Once I have the color-color map, I then added two more plots to create a corner plot. These two plots are color-count rate plots, with one being soft-color vs count-rate, and the other being hardcolor vs count-rate. I had to recreate the grid from the color-color map, but instead of mapping it in a color-color space, I got to map it in a color-intensity space. I also had to factor another parameter called normalization. With the color-color map, the normalization parameter had no effect, since it has no effect on the color. Since I am now using count-rate, which normalization does effect, I also have factor in that parameter. To do this, I created two grids for the color-intensity space, with each grid having a different normalization constant. All the normalization constant does is changes the vertical position of the grids, but it does not change the shape of the grids at all.
This corner-corner plot is the new method that I was working on. To utilize it, say we have a theoretical source, we can use the data already gathered by an X-ray observatory to find the colors and count-rate. We can then plot those values onto the plots we created. We then can see what values of gamma, hydrogen column density, and normalization constant by looking at where our point lands on the grid. Once we have those parameter values, then we have our X-ray spectral shape.
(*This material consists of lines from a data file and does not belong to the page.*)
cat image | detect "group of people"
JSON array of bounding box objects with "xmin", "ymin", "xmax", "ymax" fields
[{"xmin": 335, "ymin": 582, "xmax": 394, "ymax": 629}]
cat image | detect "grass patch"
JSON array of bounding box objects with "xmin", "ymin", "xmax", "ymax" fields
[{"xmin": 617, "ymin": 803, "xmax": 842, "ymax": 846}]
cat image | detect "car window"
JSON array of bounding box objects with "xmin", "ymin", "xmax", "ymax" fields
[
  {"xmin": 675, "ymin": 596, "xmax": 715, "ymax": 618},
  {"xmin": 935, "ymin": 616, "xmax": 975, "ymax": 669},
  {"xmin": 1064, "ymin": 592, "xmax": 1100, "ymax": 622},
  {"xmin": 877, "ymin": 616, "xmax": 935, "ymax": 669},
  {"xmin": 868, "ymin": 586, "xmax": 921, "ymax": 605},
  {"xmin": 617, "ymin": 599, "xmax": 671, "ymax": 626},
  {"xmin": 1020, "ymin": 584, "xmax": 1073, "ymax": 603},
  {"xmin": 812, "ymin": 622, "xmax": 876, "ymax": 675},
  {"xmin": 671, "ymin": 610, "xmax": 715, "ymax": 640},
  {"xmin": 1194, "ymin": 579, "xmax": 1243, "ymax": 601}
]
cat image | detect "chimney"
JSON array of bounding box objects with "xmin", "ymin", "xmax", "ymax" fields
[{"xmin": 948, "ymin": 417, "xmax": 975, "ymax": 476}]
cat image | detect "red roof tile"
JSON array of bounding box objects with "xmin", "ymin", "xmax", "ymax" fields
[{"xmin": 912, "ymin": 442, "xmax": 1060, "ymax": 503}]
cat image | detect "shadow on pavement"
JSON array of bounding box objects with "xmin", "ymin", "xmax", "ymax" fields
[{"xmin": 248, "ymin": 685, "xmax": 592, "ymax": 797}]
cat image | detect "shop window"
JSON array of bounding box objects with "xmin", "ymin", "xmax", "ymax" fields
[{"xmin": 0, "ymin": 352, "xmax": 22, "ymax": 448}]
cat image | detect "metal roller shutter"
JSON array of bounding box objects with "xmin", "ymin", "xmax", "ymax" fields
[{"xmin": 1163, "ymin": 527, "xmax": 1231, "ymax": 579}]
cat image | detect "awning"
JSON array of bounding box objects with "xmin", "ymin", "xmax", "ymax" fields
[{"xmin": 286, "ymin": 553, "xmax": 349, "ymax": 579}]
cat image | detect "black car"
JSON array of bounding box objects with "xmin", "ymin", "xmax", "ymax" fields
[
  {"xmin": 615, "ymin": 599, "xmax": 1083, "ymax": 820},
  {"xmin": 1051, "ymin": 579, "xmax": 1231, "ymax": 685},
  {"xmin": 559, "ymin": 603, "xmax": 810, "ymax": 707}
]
This is where I ended for the honors thesis. I am lucky enough to continue working on research on a similar project over the summer. I will still be working with Dr. Lehmer, but I will also be working co-currently with another graduate student, who will be fully taking over the project. This project is similar to the one I was working on, except we will be adding another layer by considering how an absorption factor (the hydrogen column density) changes due to extinction.